Hydroelectricity is an established power-generation technology with over 100 years of commercial operation. Hydroelectricity is produced when moving water rotates a turbine shaft; this movement is converted to electricity with an electrical generator.
According to Euromonitor, hydroelectricity made up 17% of the total world electricity production in 2012. The top four largest electricity producing power stations in the world are all hydroelectric: the Three Gorges in China (18.5 GW), Itaipu in Brazil (14.8 GW), Guri in Venezuela (10.1 GW) and Tucuri in Brazil (8.4 GW).
Australia has more than 100 hydroelectric power stations, with the majority located in New South Wales and Tasmania.
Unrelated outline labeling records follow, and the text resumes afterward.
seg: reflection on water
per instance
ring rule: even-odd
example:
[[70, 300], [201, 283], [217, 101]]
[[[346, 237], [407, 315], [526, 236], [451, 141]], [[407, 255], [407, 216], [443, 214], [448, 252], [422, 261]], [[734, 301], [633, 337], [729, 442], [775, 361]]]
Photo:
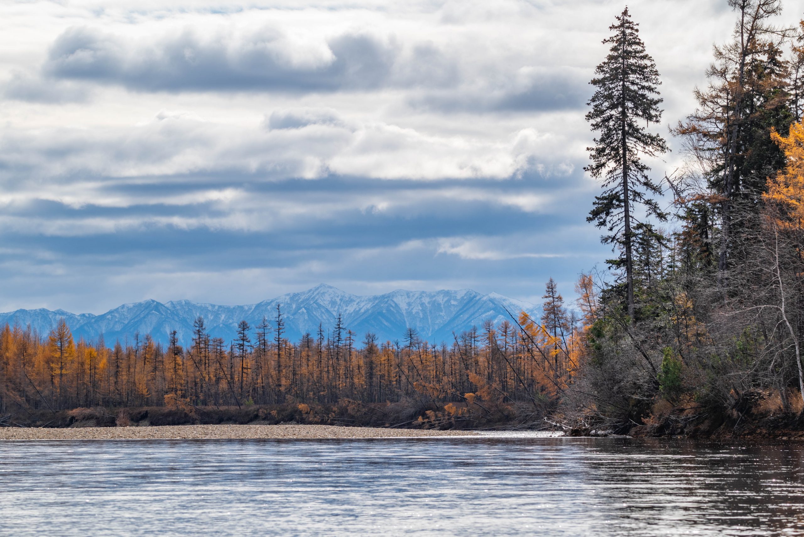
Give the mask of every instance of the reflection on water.
[[0, 534], [804, 535], [804, 445], [0, 442]]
The annual production of hydroelectricity in Australia for 2012 was slightly over 6% of the total annual power generation, contributing only 0.4% of the world’s total hydroelectricity production.
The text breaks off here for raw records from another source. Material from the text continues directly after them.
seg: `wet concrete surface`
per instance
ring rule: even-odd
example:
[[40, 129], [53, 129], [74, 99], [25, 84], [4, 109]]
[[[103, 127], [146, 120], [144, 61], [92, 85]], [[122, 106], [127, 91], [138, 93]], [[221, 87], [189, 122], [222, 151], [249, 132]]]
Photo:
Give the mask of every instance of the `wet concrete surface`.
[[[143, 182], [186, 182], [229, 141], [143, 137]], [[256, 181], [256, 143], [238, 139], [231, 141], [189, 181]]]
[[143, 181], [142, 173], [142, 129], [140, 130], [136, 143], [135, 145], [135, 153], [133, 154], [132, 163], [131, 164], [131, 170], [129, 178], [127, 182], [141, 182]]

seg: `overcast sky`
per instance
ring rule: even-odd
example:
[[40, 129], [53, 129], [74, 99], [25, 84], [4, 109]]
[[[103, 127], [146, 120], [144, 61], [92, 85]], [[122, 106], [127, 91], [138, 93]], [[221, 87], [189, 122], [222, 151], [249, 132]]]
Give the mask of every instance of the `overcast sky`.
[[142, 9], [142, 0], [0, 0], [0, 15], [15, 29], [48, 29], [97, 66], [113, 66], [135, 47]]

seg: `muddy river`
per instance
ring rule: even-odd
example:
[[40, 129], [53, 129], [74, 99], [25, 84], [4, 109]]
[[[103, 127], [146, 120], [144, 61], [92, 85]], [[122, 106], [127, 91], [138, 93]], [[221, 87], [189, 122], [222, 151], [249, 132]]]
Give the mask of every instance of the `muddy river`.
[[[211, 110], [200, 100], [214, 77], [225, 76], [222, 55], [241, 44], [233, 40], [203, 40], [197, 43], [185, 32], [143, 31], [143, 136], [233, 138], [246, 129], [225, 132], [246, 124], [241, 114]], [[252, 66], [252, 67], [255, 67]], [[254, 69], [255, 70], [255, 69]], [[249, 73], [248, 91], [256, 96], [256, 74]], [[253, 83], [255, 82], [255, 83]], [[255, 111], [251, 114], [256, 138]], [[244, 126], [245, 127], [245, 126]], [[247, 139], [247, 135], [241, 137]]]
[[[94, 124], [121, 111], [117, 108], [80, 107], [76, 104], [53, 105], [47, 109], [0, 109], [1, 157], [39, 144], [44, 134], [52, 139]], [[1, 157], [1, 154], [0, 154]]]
The largest hydropower station in Australia is Snowy Mountains Hydroelectric Scheme with a capacity of 3.8 GW, representing almost half of the total hydropower capacity in Australia.
There are three main categories of hydropower technologies: run of river, impoundment, and pumped storage.
The run-of-river technology relies on the flow of the river at an elevated point, which, through gravity, is fed to a turbine generator.
Impoundment hydropower systems employ one or more dams to store water. The potential energy stored in the dam is converted to electricity by passing the stored water from an elevated point through a turbine generator located at the lower point.
Pumped hydropower is a two-dam system, where one dam is installed at a higher point to the other. During off-peak hours when the cost of electricity is low, the water from the lower reservoir is pumped up to the elevated reservoir using electricity from the grid. When the cost of electricity is high during peak hours, the water is released from the upper dam to generate electricity. Pumped hydropower is the only hydropower system that produces a non-renewable form of hydroelectricity.
Most of the installed hydropower stations around the world and in Australia are impoundment-based, utilising large reservoirs for storage of water. The electricity generated from these systems is renewable, but is not greenhouse gas neutral.
The hydropower dams are a source of methane, which is 25 times more greenhouse potent than carbon dioxide (CO2).
Methane is formed in the dam when organic matter decays in the absence of oxygen. The organic matter is made up of both the plant material flooded when the dam is initially filled, and plant and soil debris washed into the dam from the banks and upstream. Phytoplankton is also a source of dam emissions in the form of organic matter.
Dams with large seasonal differences in height will produce methane emissions from a continual cycle of growth and decay on the banks when plants grow in summer, only to be flooded again in winter.
The greenhouse gas emissions from hydropower stations are estimated on the basis of CO2 equivalency (CO2e) and they range widely from 5 to as high as 200g CO2e/kWh, with median value of 40g CO2e/kWh. For comparison, coal-fired power stations emit 1000g CO2e/kWh, five times as much as the highest-emitting dams.
Another disadvantage of the hydropower technology is the large areas of land needed to construct large hydropower dams.
It is common for very large hydroelectric facilities to have dams measuring several thousand square kilometers. This poses many environmental and social challenges such as altered ecosystems, the loss of archaeologically and culturally significant sites, and displacement of whole communities. As an example, construction of the Three Gorges Dam in China required the relocation of over 1 million people.
The large surface areas of hydro dams also increase water loss through evaporation. At an average, loss of water from hydroelectric dams is in the range of around 35kg/kWh. This is significant for a dry continent like Australia.
Still a role to play
Despite these limitations, hydropower is the only mature renewable electricity generation technology that is flexible to provide both peak and base load electricity requirements at a cost comparable to coal-produced electricity.
The future of hydroelectricity relies on careful planning to minimise negative impacts to communities, ecosystems and culturally significant sites.
The run-of-river technology is the most environmentally benign method of hydroelectricity production and a greater share of this technology should be given in future energy generation.
The future of the pumped-storage hydropower stations relies on use of intermittent wind and solar energy sources, instead of grid electricity, to pump water between reservoirs.
Decreasing Australia’s close-to-90% coal dependence for electricity generation should be the ultimate goal for future energy technology developments and hydropower still has a role to play.